4 broccoli florets, cut into bite-sized pieces
120g / 4½oz cuttlefish or 120g / 4½oz squid tubes
4 teaspoons butter
1 clove garlic, thinly sliced
4 shiitake mushrooms, stems removed
6 spears asparagus cut into 2 inch pieces
3 tablespoons sake
2 tablespoons soy sauce
Freshly ground black pepper
Boil the broccoli for 90 seconds in a small pot of boiling water with a little sea salt. Plunge into iced water and drain.
Pat the cuttlefish / squid dry with paper towels. Cut into 2 inch wide strips. Use a knife to make fine vertical incisions down the length of each strip along the grain. These should be fairly deep, but very close together. When the cuttlefish / squid cooks and curls, the incisions will give it a conchiglie-like appearance. Cut the cuttlefish / squid parallel to the incisions into half inch wide strips. Sprinkle with a little sea salt and black pepper.
Heat a frying pan over medium heat. Add the butter and sauté the garlic slices. When the aroma of the garlic has been released, turn the heat up to high, add the shiitake mushrooms and fry lightly. Add the cuttlefish, asparagus and broccoli, in that order, and season with a little sea salt and black pepper.

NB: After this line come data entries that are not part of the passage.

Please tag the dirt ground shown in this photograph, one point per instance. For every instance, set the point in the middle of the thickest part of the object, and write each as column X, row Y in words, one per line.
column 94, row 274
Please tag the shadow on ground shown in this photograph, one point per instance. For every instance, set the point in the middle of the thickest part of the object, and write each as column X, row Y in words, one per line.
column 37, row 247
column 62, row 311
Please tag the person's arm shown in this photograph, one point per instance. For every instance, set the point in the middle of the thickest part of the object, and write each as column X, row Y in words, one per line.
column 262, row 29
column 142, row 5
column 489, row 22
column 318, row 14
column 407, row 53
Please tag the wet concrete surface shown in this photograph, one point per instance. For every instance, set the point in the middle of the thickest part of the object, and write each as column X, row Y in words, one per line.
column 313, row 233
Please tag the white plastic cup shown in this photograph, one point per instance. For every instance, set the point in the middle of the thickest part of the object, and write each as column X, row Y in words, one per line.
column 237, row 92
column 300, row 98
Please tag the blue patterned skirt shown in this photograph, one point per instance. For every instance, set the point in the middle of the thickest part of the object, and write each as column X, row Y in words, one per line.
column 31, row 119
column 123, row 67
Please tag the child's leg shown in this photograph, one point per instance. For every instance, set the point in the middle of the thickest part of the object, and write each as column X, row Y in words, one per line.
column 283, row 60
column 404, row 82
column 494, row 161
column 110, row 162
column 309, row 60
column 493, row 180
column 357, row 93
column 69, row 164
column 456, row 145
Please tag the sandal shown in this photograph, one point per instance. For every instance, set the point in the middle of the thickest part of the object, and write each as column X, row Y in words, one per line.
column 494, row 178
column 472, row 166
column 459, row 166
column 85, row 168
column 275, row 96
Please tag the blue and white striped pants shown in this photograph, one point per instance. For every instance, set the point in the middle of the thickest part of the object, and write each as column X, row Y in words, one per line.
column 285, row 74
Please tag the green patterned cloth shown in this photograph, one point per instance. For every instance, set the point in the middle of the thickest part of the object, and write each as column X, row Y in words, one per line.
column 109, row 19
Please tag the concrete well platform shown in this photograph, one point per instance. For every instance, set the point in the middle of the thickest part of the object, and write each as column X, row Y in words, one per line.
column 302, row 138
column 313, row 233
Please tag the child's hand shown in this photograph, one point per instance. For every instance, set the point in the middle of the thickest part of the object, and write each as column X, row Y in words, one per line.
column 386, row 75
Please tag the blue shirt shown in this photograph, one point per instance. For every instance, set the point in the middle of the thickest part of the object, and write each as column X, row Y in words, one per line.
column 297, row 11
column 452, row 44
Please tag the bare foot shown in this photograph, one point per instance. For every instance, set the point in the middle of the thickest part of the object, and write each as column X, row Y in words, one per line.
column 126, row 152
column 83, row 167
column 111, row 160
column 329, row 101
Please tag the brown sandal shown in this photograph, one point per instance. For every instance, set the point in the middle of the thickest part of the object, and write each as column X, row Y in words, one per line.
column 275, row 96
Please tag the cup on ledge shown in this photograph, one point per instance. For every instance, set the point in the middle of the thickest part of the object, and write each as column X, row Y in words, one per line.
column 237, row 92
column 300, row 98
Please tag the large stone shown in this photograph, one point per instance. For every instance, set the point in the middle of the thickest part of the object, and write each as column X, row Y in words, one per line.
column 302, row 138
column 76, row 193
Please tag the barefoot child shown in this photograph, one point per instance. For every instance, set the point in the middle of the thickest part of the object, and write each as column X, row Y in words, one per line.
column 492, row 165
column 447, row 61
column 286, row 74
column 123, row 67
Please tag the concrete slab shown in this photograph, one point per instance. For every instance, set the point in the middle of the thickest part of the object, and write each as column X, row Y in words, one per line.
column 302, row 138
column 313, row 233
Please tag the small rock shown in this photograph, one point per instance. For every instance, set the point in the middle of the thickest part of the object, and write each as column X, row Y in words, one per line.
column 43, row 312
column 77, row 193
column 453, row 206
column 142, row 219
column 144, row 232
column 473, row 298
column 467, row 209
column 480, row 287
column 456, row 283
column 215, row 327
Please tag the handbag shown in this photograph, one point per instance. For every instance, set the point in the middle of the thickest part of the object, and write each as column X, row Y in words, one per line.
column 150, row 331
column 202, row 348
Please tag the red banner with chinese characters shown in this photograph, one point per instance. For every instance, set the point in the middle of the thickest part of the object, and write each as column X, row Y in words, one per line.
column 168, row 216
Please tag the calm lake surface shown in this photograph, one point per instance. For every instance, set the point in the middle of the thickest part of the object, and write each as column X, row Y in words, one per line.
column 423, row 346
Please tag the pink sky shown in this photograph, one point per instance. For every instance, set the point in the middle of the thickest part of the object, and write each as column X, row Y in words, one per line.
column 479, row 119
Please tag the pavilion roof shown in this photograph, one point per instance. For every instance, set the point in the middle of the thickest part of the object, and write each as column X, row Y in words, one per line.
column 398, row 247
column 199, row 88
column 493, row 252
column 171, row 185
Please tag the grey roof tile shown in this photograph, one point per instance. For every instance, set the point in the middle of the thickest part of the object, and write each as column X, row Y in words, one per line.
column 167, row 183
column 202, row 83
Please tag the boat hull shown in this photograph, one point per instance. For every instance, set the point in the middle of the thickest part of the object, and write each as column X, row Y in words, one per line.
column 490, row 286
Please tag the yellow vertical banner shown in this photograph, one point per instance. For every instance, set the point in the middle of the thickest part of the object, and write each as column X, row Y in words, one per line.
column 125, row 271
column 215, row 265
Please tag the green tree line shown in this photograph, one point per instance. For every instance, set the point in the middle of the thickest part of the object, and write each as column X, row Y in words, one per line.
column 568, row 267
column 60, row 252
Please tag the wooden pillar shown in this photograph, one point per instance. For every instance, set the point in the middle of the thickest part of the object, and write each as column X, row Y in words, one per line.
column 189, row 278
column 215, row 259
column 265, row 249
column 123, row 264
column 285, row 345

When the cuttlefish / squid is about 70% cooked (the surface turns opaque), add the sake and soy sauce in a swirling motion just before turning off the heat. Mix the contents of the pan to distribute the sauce evenly. Place in a serving dish and top with shichimi togarashi, if you have it.
TIPS FROM OUR CHEFS
If you can't find fresh cuttlefish or squid you can use frozen. Allow it to thaw completely, rinse and pat dry with a paper towel before slicing. You can also replace shiitake mushrooms with mixed mushrooms, or any mushrooms you have to hand.